Cinema com Rapadura

OPINIÃO   quarta-feira, 10 de abril de 2019

1964 – O Brasil entre Armas e Livros (YouTube, 2019): o que é a verdade?

Documentário da iniciativa Brasil Paralelo se equilibra na linha tênue da história, e coloca ainda mais em xeque a existência da imparcialidade.

“Quid est veritas?”, traduzindo do latim, “Que é a verdade?”. A famigerada pergunta de Pilatos a Jesus no momento do interrogatório do homem que estava injustamente sendo condenado à morte repercute até os dias de hoje. A resposta do Cristo naquela ocasião foi apenas um olhar. Será essa, então, de fato, a verdade? Um olhar? Se for, o grupo Brasil Paralelo busca trazer no mínimo um olhar mais profundo para o delicado período da ditadura militar, com o documentário “1964 – O Brasil entre Armas e Livros.

As produções do Brasil Paralelo são inegavelmente muito bem feitas e tecnicamente competentes. Com um trabalho iniciado em 2016, a iniciativa busca apresentar uma visão histórica do país não muito comentada na academia brasileira. E seu trabalho mais recente se aprofunda no período da ditadura militar, que teve seu pontapé em 1964.

O documentário não se prende apenas ao Brasil, vide que todo o ocorrido é muito mais complexo do que apenas os fatos que aconteceram aqui. A narrativa começa desde a Segunda Guerra Mundial, e vem apresentando ao longo dos anos todas as influências, de ambos os lados.

É importante mencionar aqui a maneira como é construído o documentário. O Brasil Paralelo teve sua obra prejudicada muito devido ao rótulo de pró-ditadura, o que o próprio nega, acusando aqueles que assim o chamam de mal se darem o direito de assistir ao longa. Mas se faz necessário analisar, dentro da obra, como a trilha sonora acompanha toda a história, dando um ar vilanesco para um lado, e heroico para outro. Ainda que neste último não seja tão claro assim, é um aspecto que abre brecha para perspectivas equivocadas – justamente num momento onde a interpretação do brasileiro em geral é tão questionada. O jogo de cores entre azul e vermelho contribui para isso também. É aqui que o documentário praticamente atesta a sua parcialidade.

Mas se na técnica há essa aparente tomada de lado da situação, as entrevistas não se mostram tão definidas assim. Como já era esperado, não há no elenco de entrevistados alguém que tenha relevância dentro da academia, afinal, como já foi dito, o documentário busca apresentar uma visão não mostrada com clareza.
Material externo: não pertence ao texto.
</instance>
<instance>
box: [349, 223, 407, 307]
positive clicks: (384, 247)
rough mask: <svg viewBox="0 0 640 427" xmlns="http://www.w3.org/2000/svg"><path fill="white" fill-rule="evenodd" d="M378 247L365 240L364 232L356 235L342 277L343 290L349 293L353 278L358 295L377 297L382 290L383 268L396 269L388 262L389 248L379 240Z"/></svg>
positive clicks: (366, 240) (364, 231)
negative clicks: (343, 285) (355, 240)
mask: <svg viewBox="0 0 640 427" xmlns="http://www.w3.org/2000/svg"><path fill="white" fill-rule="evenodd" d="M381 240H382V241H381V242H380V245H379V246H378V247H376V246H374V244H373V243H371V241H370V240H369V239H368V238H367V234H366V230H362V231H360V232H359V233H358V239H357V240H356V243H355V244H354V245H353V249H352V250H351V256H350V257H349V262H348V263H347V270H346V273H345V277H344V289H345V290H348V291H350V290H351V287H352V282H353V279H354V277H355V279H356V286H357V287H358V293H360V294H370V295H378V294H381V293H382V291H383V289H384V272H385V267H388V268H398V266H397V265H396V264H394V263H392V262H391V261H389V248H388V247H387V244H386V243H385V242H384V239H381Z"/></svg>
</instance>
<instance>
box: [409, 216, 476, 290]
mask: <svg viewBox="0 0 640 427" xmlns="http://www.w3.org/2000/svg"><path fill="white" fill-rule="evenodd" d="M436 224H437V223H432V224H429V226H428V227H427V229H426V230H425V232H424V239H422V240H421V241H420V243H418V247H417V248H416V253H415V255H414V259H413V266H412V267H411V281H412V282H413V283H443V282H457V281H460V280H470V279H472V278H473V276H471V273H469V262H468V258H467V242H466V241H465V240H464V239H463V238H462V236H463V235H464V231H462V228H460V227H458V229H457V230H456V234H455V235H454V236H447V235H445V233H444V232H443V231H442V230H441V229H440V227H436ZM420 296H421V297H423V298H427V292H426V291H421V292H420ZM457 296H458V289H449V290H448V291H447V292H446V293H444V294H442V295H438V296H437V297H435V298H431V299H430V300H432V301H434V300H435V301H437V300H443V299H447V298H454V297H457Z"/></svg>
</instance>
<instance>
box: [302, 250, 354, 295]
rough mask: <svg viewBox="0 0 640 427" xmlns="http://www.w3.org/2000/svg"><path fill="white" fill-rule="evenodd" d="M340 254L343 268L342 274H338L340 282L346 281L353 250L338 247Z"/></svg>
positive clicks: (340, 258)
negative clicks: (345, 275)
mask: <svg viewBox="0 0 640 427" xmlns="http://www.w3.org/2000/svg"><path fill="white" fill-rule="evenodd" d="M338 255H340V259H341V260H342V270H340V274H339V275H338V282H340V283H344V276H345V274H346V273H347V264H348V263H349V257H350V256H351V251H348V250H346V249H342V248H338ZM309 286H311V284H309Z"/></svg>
Tal fato, porém, não tira a credibilidade dos argumentos, dados por intelectuais brasileiros, e estrangeiros que viram o crescimento do comunismo em seus países.

A grande questão que “1964 – O Brasil entre Armas e Livros” deixa é: não é necessário – e tal ato é impossível, se deixar que a história seja contada por si própria! – afirmar que não houve ditadura para concordar também que o movimento contrário foi bárbaro. Inocentes foram mortos por ambos os lados. E a obra questiona o motivo dessas guerrilhas serem tão veladas na história contada. E voltamos aqui a pergunta inicial: quid est veritas? Quem conta a história?

É importante, e isso faz bem o roteiro, analisar a situação investigando as circunstâncias da época. O mundo inteiro estava ideologicamente dividido. E se a Guerra Fria foi um conflito sem embates diretos, em alguns países sua temperatura foi bastante elevada. Era apenas uma questão de tempo até que as influências azuis e vermelhas chegassem até um país de dimensões continentais e com tantas fronteiras como o Brasil. Houve uma tentativa de proteção, contudo eram necessárias as guerrilhas? Não podemos saber, mas o fato é que aconteceram. Assim como aconteceu também o AI-5, e ele foi necessário?

De um lado, tivemos os absurdos da violência militar que tomou o país. E o outro soube responder muito bem a isso com a hegemonia cultural. Fatos são imutáveis, e o máximo que podemos fazer é buscar um olhar justo sobre eles, e dentro das circunstâncias atuais, aprender com cada erro cometido. O pêndulo bate forte de um lado, e logo o outro ganha força. E que maneira de fazer parar o pêndulo, senão puxando os dois lados? Sem jamais esquecer que não existe espírito absoluto, mas somos cada um de nós indivíduos únicos e humanos.

“1964 – O Brasil entre Armas e Livros” se equilibra em uma linha tênue, e é visível que tende para um lado. Lado esse que precisa consertar seus erros e ser visto de outro modo, afinal, somos todos passíveis de erro. E quando enfim abrirmos uma visão periférica, responder a pergunta da maneira mais justa possível: quid est veritas?